Political recognition of the desire to gauge local levels of provision comes in the form of governmental policy documents such as the Scottish Governments’ Programme for Government 2020 which includes ambitions for 20-minute neighbourhoods with claims that this is a realistic goal in Scotland in a range of geographic settings (O’ Gorman and Dillon-Robinson, 2021). Using networking tools, isochrone analysis has been used to calculate the numbers of facilities or job opportunities and to estimate populations within specified catchment areas at different cut-off times. Most recently, this has been facilitated by the increased availability of open-source data sets that can be used to calculate a wide variety of accessibility measures via different modes of transportation. One of the main aims of the current study involves the inclusion of active means of travel that enable postcode level cumulative opportunity measures to be calculated for access to key services in Wales. By examining spatial patterns in access to some of the key services included in the accessibility domain of the Welsh Index of Multiple Deprivation (2019) index, this analysis has the potential to support studies concerned with promoting active means of travel to access facilities at national, local authority and political constituency levels.

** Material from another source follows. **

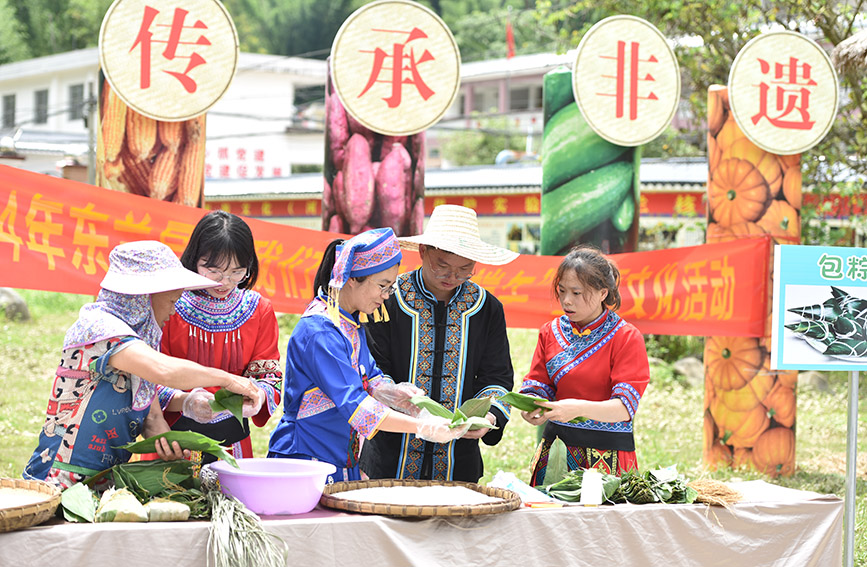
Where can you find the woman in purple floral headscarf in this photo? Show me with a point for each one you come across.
(110, 366)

Local authorities in Wales are required to prepare and promote active travel network maps (ATNMs) to meet the statutory requirements of the Active Travel (Wales) Act (2013) (National Assembly for Wales (2013). Despite some local progress however, national levels of active travel in Wales remain low and are largely confined to those engaging in exercise and leisure activities rather than users accessing services. The maps included here present a benchmark with which to monitor changes in access by such means over time, but also illustrate how such approaches can be used to target areas of lower availability should access-standard approaches to monitor trends in public service provision be implemented by the Welsh Government.